On March 15, 2020, the Federal Reserve announced that it was cutting its benchmark interest rate to 0%. The decision was made as the government moves to offset the economic fallout caused by the novel Coronavirus and its spread in the United States.

Goldman Sachs has estimated that the economy could contract by 24% in the second quarter. In the current quarter, the decline is estimated close to 5%.

Anyone wanting to understand the relationship between Federal interest rate policy and recessions will gain some important insights from the following data.

A Modern History of America’s Recessions

The first major shock to the world economy after World War II was the 1973 -1975 Recession. This affected America and most of the developed world.

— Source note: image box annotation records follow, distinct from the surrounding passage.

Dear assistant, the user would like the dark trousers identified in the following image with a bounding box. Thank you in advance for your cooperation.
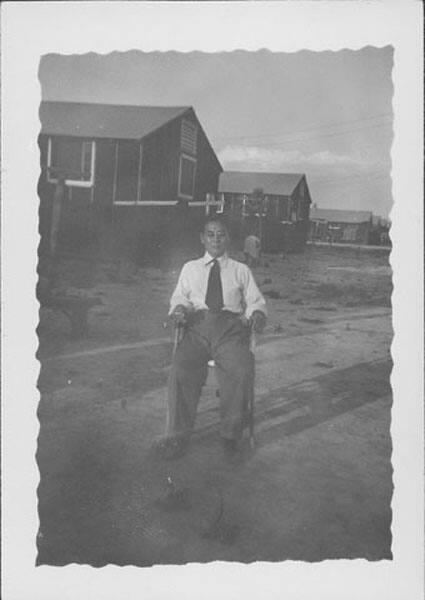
[167,311,254,439]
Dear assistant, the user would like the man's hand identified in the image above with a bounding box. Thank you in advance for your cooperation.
[249,310,266,333]
[170,304,187,326]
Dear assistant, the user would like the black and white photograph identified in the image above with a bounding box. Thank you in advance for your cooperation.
[37,47,393,566]
[3,2,421,598]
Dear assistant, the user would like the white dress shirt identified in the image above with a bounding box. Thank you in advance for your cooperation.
[169,252,267,318]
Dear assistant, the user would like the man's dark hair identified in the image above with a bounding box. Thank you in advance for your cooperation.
[202,213,229,233]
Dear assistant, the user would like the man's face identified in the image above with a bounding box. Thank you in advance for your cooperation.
[201,221,229,258]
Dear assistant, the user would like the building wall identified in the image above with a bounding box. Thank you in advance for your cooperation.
[39,115,221,260]
[310,221,371,244]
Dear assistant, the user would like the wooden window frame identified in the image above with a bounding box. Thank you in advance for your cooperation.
[112,140,146,206]
[47,136,96,188]
[177,152,198,200]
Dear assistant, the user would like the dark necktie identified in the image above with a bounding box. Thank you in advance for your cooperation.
[205,259,223,312]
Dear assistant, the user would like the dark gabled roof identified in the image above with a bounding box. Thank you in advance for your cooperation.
[40,101,190,140]
[218,171,304,196]
[310,208,372,223]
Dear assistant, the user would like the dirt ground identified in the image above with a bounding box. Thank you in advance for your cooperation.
[37,246,393,566]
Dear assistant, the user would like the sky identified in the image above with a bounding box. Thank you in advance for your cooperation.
[39,46,393,217]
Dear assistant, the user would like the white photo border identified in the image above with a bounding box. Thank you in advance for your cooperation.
[1,0,424,600]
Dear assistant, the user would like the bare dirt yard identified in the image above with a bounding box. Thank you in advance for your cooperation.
[37,246,393,566]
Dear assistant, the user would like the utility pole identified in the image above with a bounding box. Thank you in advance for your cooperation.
[252,188,264,253]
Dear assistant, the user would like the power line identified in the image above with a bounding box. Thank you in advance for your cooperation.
[310,173,390,185]
[211,113,392,141]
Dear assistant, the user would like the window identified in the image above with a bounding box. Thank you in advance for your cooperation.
[181,119,198,156]
[47,138,96,187]
[114,141,142,204]
[178,154,196,200]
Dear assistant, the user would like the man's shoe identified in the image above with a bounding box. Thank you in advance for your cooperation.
[158,438,189,460]
[223,438,239,456]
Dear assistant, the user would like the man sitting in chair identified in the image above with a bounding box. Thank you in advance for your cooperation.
[165,215,267,458]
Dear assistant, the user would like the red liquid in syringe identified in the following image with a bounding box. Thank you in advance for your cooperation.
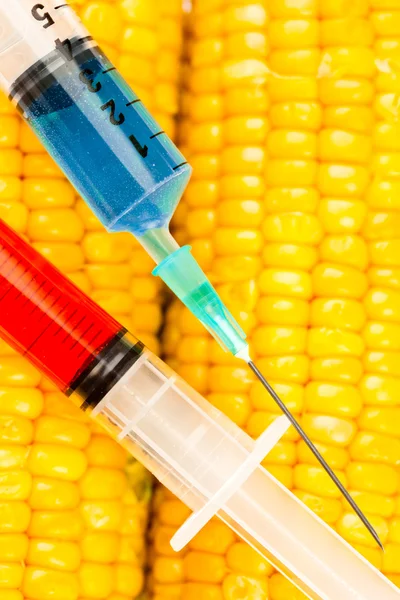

During this recession, the Federal Reserve was highly active, and rates were higher than we are used to today. In August of 1974, with the recession in full swing, the Federal Funds Rate was as high as 12.35%. It had been climbing from a rate of 9.83% at the beginning of that year. The Fed began to drop the rate, having it fall as low as 4.93% in May 1975. In this case, we see that the rate was climbing ahead of the recession, before peaking and declining to support economic growth.

The next major shock was the 2008 Great Recession. It followed the stock market’s all-time peak in 2007.

In September 2007, The Federal Funds Rate was sitting at 5.25%, an increase from 4.96% at the start of that year. The Fed began to drop the rate in response to economic decline. By the end of 2008, it was sitting at 0.1%. The recession peaked in 2009, but rates increased slowly. The Federal Funds Rate didn’t break 1% until 2017.

What Parallels Can We Draw to the Situation Today?

In modern history, rates have decreased during recessions, but not in the leadup. The Fed is mostly responsive. It reacts to market conditions and lowers rates to incentivize borrowing and spending.

Today’s situation is unique. Until last week, the Fed had been cautiously lowering the rate to prolong a sustained period of economic expansion. It now has little leverage, and economies of major cities and the entire state of California have effectively shut down.

This will be a moment in history not only for how the world deals with a viral pandemic but also for how quickly the economy can bounce back. Today’s rate may shorten the length of economic decline. Unfortunately, the wildcard of the ongoing health crisis makes it impossible to predict the duration or severity of what will happen in the coming months.